Think about that for a second.  Our mere survival depends on kindness.  In my mind, you don’t have to look too far to find examples of a world where we benefit from kindness, and examples of a world where plain old mean-spiritedness and hate take precedence.  To me, one version of the world is so morally superior than the other.  I believe there is a built-in societal element that effectively functions to weed out those who are not kind and – eventually, most of the time – send them out to pasture.  Or if we aren’t able to take some sort of societal action, I believe karma has a way of handling these unkind and evil elements.

But bottom line and regardless of evolution, how do we cultivate more kindness, and therefore, more happiness in our lives?

  1. The answer is in our predisposition to be giving and generous toward others, which makes us healthier and more satisfied humans ourselves.

According to a University of Zurich study, participants were asked to either spend money on others or on themselves.  The givers had significantly higher levels of self-reported happiness compared to those who were not as generous.  In another survey of 4,582 adults, 68% of those who engaged in volunteer activities (about 100 hours per year) reported that doing such volunteer work made them physically healthier, 92% said it enriched their sense of purpose, 89% said it improved their well-being, 73% said it lowered stress, and 77% said it improved their physical health.

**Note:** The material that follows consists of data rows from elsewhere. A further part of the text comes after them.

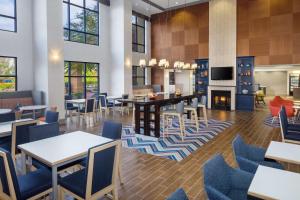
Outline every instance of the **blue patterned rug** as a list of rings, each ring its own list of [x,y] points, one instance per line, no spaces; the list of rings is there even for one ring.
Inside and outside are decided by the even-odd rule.
[[[135,134],[132,126],[125,126],[123,127],[122,144],[123,147],[133,148],[141,153],[161,156],[179,162],[212,140],[233,123],[211,119],[208,121],[208,127],[206,127],[203,122],[199,124],[200,128],[197,132],[194,123],[185,120],[186,136],[184,137],[184,141],[181,140],[179,135],[179,123],[175,120],[169,129],[169,133],[177,134],[167,135],[165,138]]]
[[[293,122],[292,119],[288,119],[288,120],[289,120],[289,123],[300,124],[299,120],[296,120],[295,122]],[[280,128],[279,118],[276,118],[272,123],[272,116],[271,115],[269,115],[268,117],[265,118],[264,124],[267,125],[267,126],[270,126],[272,128]]]

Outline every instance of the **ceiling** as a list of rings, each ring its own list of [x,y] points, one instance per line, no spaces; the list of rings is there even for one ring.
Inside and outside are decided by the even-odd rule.
[[[208,2],[208,0],[150,0],[150,1],[165,10],[174,9],[177,7],[183,7],[184,5],[192,5],[192,4]],[[145,1],[143,0],[132,0],[132,9],[136,12],[139,12],[147,16],[163,12],[163,10],[151,6],[150,4],[145,3]]]

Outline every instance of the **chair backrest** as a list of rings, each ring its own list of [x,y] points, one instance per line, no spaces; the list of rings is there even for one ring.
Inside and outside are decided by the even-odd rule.
[[[197,108],[198,107],[198,98],[193,98],[192,99],[192,107]]]
[[[114,141],[89,149],[86,170],[86,199],[107,193],[117,178],[121,142]]]
[[[176,112],[180,114],[184,113],[184,101],[181,101],[180,103],[176,104]]]
[[[285,111],[285,107],[281,106],[279,111],[279,121],[280,121],[280,128],[281,128],[281,137],[282,141],[285,139],[285,135],[287,134],[288,128],[288,119]]]
[[[207,97],[205,95],[202,95],[202,97],[201,97],[201,104],[202,105],[206,105],[206,102],[207,102]]]
[[[58,116],[59,116],[59,112],[54,112],[54,111],[47,110],[46,111],[46,120],[45,121],[47,123],[58,122]]]
[[[102,136],[112,140],[120,140],[122,137],[122,124],[105,121],[103,124]]]
[[[85,101],[85,112],[91,113],[94,112],[96,99],[91,98]]]
[[[100,107],[101,108],[106,108],[107,107],[107,100],[105,95],[99,95],[99,102],[100,102]]]
[[[221,154],[217,154],[208,160],[203,168],[206,191],[208,188],[213,188],[223,194],[227,194],[231,189],[231,170],[232,168],[227,165]],[[208,198],[210,199],[209,196]]]
[[[189,200],[185,191],[179,188],[174,193],[172,193],[166,200]]]
[[[6,113],[6,114],[0,114],[0,123],[10,122],[10,121],[15,121],[15,120],[16,120],[16,115],[15,115],[14,112]]]
[[[101,92],[101,93],[99,93],[99,96],[100,95],[104,95],[105,97],[107,97],[107,92]]]
[[[65,109],[74,107],[72,103],[67,103],[67,100],[72,100],[72,96],[65,96]]]
[[[26,120],[12,124],[11,154],[13,158],[15,158],[18,152],[17,146],[29,142],[29,127],[36,126],[37,124],[37,120]]]
[[[154,93],[161,92],[161,85],[152,85]]]
[[[29,142],[55,137],[58,135],[58,122],[29,127]]]
[[[11,154],[0,148],[0,199],[21,199],[20,187]]]
[[[248,158],[248,145],[243,141],[240,135],[237,135],[232,141],[232,148],[235,158]]]
[[[129,99],[129,94],[122,94],[122,99]]]

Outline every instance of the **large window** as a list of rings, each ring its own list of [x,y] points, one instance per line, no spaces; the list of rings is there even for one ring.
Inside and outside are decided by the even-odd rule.
[[[146,70],[138,66],[132,66],[132,85],[134,87],[144,86]]]
[[[74,99],[99,94],[99,64],[65,61],[65,95]]]
[[[145,19],[132,15],[132,51],[145,53]]]
[[[63,0],[64,38],[99,45],[98,0]]]
[[[17,58],[0,56],[0,92],[17,90]]]
[[[16,0],[0,0],[0,30],[17,31]]]

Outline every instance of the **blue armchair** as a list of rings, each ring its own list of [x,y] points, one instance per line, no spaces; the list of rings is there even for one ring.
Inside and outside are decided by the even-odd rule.
[[[122,124],[113,121],[105,121],[103,124],[102,137],[120,140],[122,137]]]
[[[300,144],[300,125],[289,124],[285,107],[279,112],[281,136],[283,142]]]
[[[182,188],[179,188],[166,200],[189,200],[189,198],[187,197],[185,191]]]
[[[272,159],[265,159],[266,150],[246,144],[240,135],[232,142],[232,148],[239,167],[254,174],[258,165],[283,169],[283,166]]]
[[[15,121],[15,120],[16,120],[16,115],[14,112],[0,114],[0,123],[10,122],[10,121]]]
[[[227,165],[217,154],[204,164],[204,187],[211,200],[246,200],[253,174]]]
[[[54,122],[58,122],[58,116],[59,116],[59,112],[53,112],[48,110],[46,112],[46,123],[54,123]]]
[[[17,176],[11,154],[1,148],[0,180],[4,199],[38,199],[52,192],[52,177],[48,170],[39,169]]]

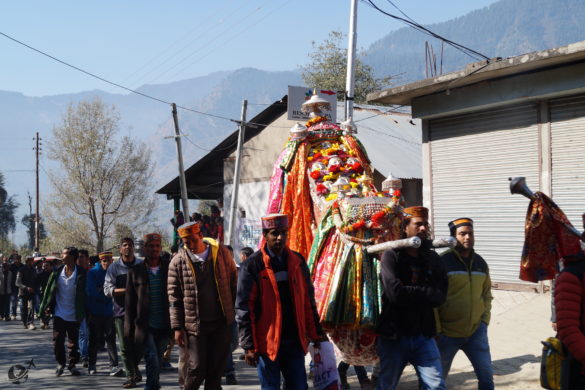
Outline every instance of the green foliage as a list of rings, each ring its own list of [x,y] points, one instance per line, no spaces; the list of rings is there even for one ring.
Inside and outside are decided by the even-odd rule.
[[[35,247],[35,214],[26,214],[20,220],[24,226],[26,226],[26,234],[28,238],[27,248],[34,249]],[[45,224],[39,222],[39,239],[43,240],[47,238],[47,231],[45,230]]]
[[[344,98],[347,72],[347,49],[343,47],[344,38],[345,35],[341,31],[331,31],[323,43],[312,42],[313,51],[309,53],[311,62],[301,67],[305,85],[337,91],[340,100]],[[356,55],[354,93],[356,102],[365,102],[368,93],[383,89],[389,83],[390,77],[374,77],[372,68]]]
[[[16,229],[14,213],[18,208],[18,202],[4,188],[4,174],[0,172],[0,238],[6,239],[9,233]]]

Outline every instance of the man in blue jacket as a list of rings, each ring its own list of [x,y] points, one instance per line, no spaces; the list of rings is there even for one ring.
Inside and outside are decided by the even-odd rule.
[[[89,375],[97,374],[97,351],[104,340],[110,359],[110,375],[120,376],[124,373],[124,370],[118,367],[112,300],[104,294],[104,280],[110,264],[112,264],[112,252],[102,252],[99,254],[99,262],[87,274],[85,292],[89,319]]]

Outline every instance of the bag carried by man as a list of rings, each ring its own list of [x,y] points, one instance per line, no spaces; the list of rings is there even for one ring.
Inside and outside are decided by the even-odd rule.
[[[540,385],[545,389],[561,390],[561,371],[566,357],[563,343],[556,337],[541,343]]]

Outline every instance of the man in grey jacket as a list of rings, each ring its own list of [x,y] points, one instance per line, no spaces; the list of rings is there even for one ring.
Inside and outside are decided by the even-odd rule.
[[[138,363],[141,358],[140,348],[134,345],[133,340],[124,338],[126,277],[128,270],[140,263],[142,263],[142,260],[134,256],[134,240],[125,237],[120,241],[120,258],[108,267],[104,281],[104,294],[114,301],[114,326],[128,379],[123,385],[125,389],[136,387],[136,383],[142,380],[142,375],[138,370]]]
[[[34,268],[34,257],[26,258],[24,267],[21,267],[16,275],[16,287],[21,299],[20,318],[25,329],[35,330],[34,305],[35,291],[37,289],[37,271]]]

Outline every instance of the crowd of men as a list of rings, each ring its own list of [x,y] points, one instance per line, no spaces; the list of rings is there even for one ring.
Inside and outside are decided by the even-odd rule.
[[[380,363],[371,381],[360,380],[362,388],[395,389],[410,363],[420,388],[445,389],[451,362],[462,350],[478,388],[493,389],[487,337],[491,281],[486,262],[473,249],[473,221],[450,222],[457,246],[438,255],[429,240],[428,210],[410,207],[404,213],[403,236],[418,236],[422,245],[389,250],[381,257]],[[237,323],[243,358],[257,368],[262,389],[306,389],[308,345],[319,348],[327,341],[309,269],[286,245],[286,215],[263,217],[262,229],[263,246],[251,254],[248,248],[241,262],[234,261],[228,247],[204,237],[200,221],[178,227],[182,245],[173,256],[162,251],[160,235],[152,233],[144,237],[144,259],[134,255],[133,240],[124,238],[117,260],[111,252],[100,253],[89,271],[87,253],[73,247],[63,250],[62,264],[54,269],[43,265],[38,271],[34,259],[22,265],[17,257],[11,265],[3,263],[0,314],[14,319],[18,294],[23,324],[34,329],[30,307],[42,296],[36,312],[43,321],[53,318],[57,376],[65,369],[79,375],[76,365],[84,359],[89,374],[95,374],[97,350],[105,343],[111,374],[126,376],[124,388],[142,381],[139,363],[144,360],[145,389],[160,388],[160,369],[173,344],[180,348],[181,388],[220,389],[226,372],[231,375],[228,384],[237,383],[231,356]],[[559,288],[563,291],[562,283]],[[84,322],[87,357],[80,342]],[[342,387],[349,388],[340,372]],[[360,372],[367,378],[365,369]]]

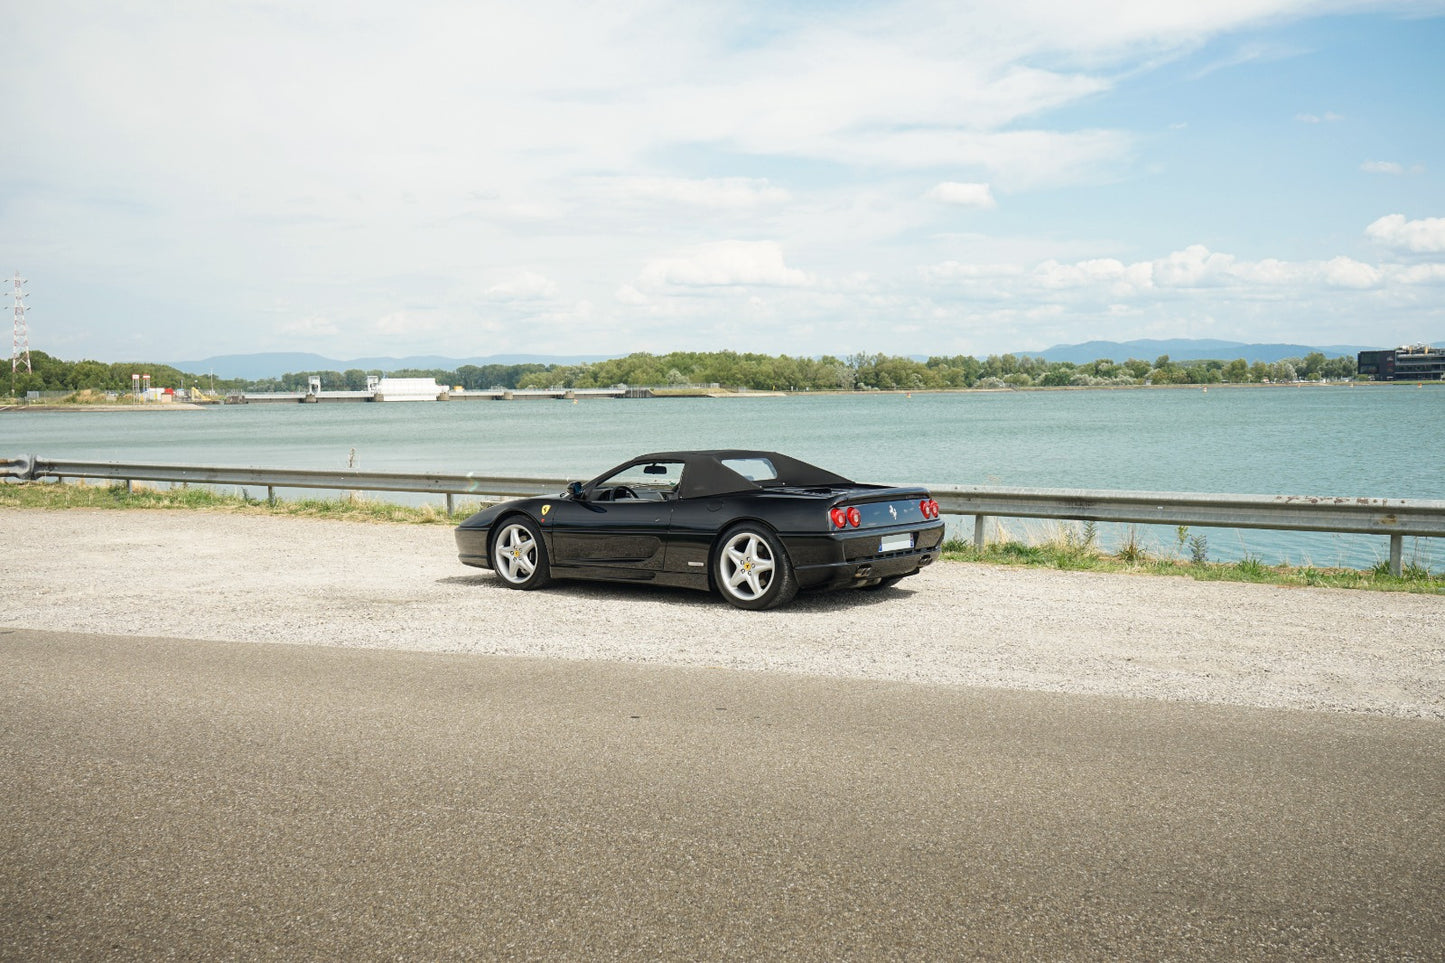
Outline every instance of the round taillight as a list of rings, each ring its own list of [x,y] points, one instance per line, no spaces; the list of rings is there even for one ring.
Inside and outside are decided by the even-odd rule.
[[[858,507],[856,505],[848,509],[848,524],[852,525],[854,528],[857,528],[859,525],[863,524],[863,516],[858,512]]]
[[[923,517],[924,517],[924,518],[932,518],[932,517],[933,517],[931,514],[929,514],[929,512],[932,511],[932,506],[930,506],[930,505],[928,504],[928,499],[926,499],[926,498],[925,498],[923,501],[921,501],[921,502],[918,503],[918,510],[923,513]]]
[[[929,510],[929,512],[932,513],[932,515],[933,515],[934,518],[937,518],[937,517],[938,517],[938,502],[936,502],[936,501],[934,501],[933,499],[930,498],[930,499],[928,500],[928,510]]]
[[[833,509],[831,512],[828,513],[828,517],[832,519],[834,528],[848,527],[848,513],[843,511],[843,509]]]

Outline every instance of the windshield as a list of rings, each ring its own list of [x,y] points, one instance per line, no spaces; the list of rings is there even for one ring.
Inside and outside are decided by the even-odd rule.
[[[601,492],[603,489],[620,487],[631,489],[639,495],[644,492],[656,492],[664,496],[671,496],[677,491],[678,483],[681,481],[682,462],[649,461],[628,465],[620,471],[613,472],[593,486],[593,490]]]

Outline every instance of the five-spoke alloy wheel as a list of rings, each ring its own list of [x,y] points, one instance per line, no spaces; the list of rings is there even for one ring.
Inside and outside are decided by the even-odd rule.
[[[798,594],[793,566],[778,537],[756,525],[729,529],[713,560],[722,597],[742,609],[770,609]]]
[[[541,588],[551,581],[547,546],[536,523],[521,516],[506,520],[492,539],[492,568],[508,588]]]

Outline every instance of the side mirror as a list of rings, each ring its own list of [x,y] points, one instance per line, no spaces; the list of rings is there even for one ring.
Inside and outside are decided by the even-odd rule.
[[[574,502],[585,502],[587,500],[586,494],[582,491],[581,482],[573,482],[572,484],[568,485],[567,494],[572,496],[572,500]]]

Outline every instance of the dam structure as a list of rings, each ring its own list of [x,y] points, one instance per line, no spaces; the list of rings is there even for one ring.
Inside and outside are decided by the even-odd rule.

Additional research shows that kindness can also help improve signs of depression, anxiety, and social isolation in teens; improve body image; and even strengthen romantic relationships.

  1. Ultimately, it is not enough to have the intent to be kind or self-perpetuating thoughts about kindness. To create the kindness/happiness connection, there must be some action taken to further that intention.  Massachusetts Ph.D. Tara Cousineau notes that kindness can be described as “Love in action… kindness is both a quality of loving presence and an orientation to life that is intentional and active.”

Bottom line, if you want to experience the full benefits of kindness as a virtue in your life, there needs to be some sort of intent behind your actions.  Or as another way of saying it, we need to engage in acts that are both kind to others and that can deepen the full range of positive emotions for ourselves, if we want to benefit as much as possible.

I like this concept of kindness as love in action.  Because that matches my belief about the utility of kindness as something that can actually change the world.  I think it’s only if your actions match your intent and what is in your heart that the happiness connection can even have a chance.  Bottom line… the key to being a happier person yourself is enhancing the happiness of those around you everyday through how you act.  This will double or triple your own happiness levels.  It’s only if you satisfy this secondary element of being kind toward others through specific actions that the multiplier happiness effect can occur.

Some examples of simple, kind acts, courtesy of the Happiness magazine:

  1. Smile at others.
  2. Say, “I love you,” offer a hug, or give a high-five.
  3. Clean up the dirty dishes in the sink, even if they’re not yours.
  4. Buy a cup of coffee, or pay a toll for the person in back of you.
  5. Compliment three people in a day – it will improve your own attitude.
  6. Phone a friend instead of sending a text – old school can be more meaningful.
  7. Donate to a cause and let others know you did; generosity can be contagious.
  8. Talk to a homeless person or someone completely outside your usual circle.
  9. Volunteer at a soup kitchen, food bank, or for another cause important to you.
  10. Pick up trash on your street and in your neighborhood.

If you start with a few, small, yet meaningful gestures, you will be on your way toward love in action, and, in turn, on your way to changing the world.

Wendy, we all know that where kindness is concerned, your multiplier effect has taken off like a rocket ship to the moon.  May we all strive to be as kind as you.  In good health and happiness,… three cheers for all the kind you are perpetuating in the world!